The OLCF transfer metadata for Run #11, extracted with the status command, can be found here. The two charts below are based on these data. The lefthand chart shows the time elapsed for each individual OLCF transfer during Run #11. All 1,000 files were successfully transferred after 3 hours 48 minutes for an average throughput of 116 Mbps. A total of 110,445 attempts (mean 110.4, median 105) was recorded during the run:

A drilldown inspection of the OLCF events for Run #11 was made possible by querying the event logs. The event-logs command ran for 1 minute 46 seconds, producing this file. The data reveal that all 1,000 OLCF requests succeeded (green bar) after a total of 110,445 attempts (blue bar). 109,445 file access errors (red bar) were recorded during the run. The debug output provides more detail about failure times and filenames (all times UTC): events11-olcf.txt.

Run #11 Details: PADS

The PADS transfer metadata for Run #11 (extracted with the status command) can be found here. The two charts below are based on these data. The lefthand chart shows the time elapsed for each individual PADS transfer during Run #11. The files were transferred after 16 hours 29 minutes for an average throughput of 1.3 Gbps. A total of 346,469 attempts (mean 7.1, median 5) was recorded during the run:

A drilldown inspection of the PADS events for Run #11 was made possible by querying the event logs. The event-logs command ran for 7 minutes 25 seconds and produced this file. An inspection of the event data reveals that all 49,000 PADS requests reportedly succeeded (blue bar), and a total of 346,469 attempts (purple bar) occurred in the course of fulfilling those requests. A variety of additional events were recorded during the run: 64,620 abnormal ends (red bar), 7,474 batch errors (magenta bar), 2,166 file access errors (green bar), 1,065 CA errors (yellow bar), and 221,958 unknowns (cyan bar). Debug information about the PADS run is available for inspection: events11-pads.txt.

Run #11 Details: 125-File Sites

Metadata describing the 125-file runs (extracted on a per-user basis with the status command) can be found here: abe, ARCS, bigred, frost, lonestar, queenbee, ranger, steele. The following two charts are based on a composite of these data. The lefthand chart shows the time elapsed for each individual file, grouped by destination/user. All 1,000 files were successfully transferred after 39 minutes for an average throughput of 678 Mbps. A total of 1,000 attempts (mean 1, median 1) was recorded during the run:

A drilldown inspection of the events for the 125-file destinations in Run #11 confirms that all 1,000 requests succeeded (red bar) on the first attempt (cyan bar). Composite event logs for the sites are here.
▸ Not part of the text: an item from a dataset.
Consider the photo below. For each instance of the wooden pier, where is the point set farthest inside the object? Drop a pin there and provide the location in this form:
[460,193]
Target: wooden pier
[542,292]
Run #10: Eleven Concurrent Users, Twelve Sites, One Thousand Three Hundred and Seventy Five Files

[Globus.org version]

After IU updated their host certs, eleven users each submitted a request to transfer 125 200MB files from ALCF. The transfer metadata for Run #10 (extracted with the status command) can be found here. The two charts below are based on these data. The lefthand chart shows the time elapsed for each transfer, grouped by destination/user. All transfers succeeded after 52 minutes for an average throughput of 709 Mbps. 8,321 attempts (mean 6.1, median 1) were executed while trying to fulfill the eleven users' requests:

A drilldown inspection of the ARCS events for Run #10 reveals that all 125 requests succeeded (red bar) after 152 attempts (green bar) and 27 "batch" events were recorded. Debug information for the ARCS run is available for inspection.
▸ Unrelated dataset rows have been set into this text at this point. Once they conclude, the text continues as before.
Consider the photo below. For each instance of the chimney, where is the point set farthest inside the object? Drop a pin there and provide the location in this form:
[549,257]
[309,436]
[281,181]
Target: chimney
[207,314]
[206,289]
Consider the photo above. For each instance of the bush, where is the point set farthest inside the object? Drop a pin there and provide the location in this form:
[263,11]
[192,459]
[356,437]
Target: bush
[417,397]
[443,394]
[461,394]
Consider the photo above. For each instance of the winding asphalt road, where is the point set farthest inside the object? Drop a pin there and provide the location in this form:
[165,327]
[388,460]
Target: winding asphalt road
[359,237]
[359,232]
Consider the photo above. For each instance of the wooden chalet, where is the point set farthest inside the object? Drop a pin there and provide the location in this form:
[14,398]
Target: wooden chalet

A drilldown inspection of the OLCF events for Run #10 reveals that all 125 requests succeeded (green bar) after 6,228 attempts (cyan bar) were executed. Other recorded events include 6,047 file access errors (red bar) and 56 "batch" events. Debug information for the OLCF run is available for inspection.

A drilldown inspection of the PADS events for Run #10 reveals that a total of 941 attempts (purple bar) were executed during the run and all 125 requests succeeded (cyan bar). In addition, 287 "abnormal end" and 529 "unknown state" events (green bar) were recorded. Debug information for the PADS run is available for inspection.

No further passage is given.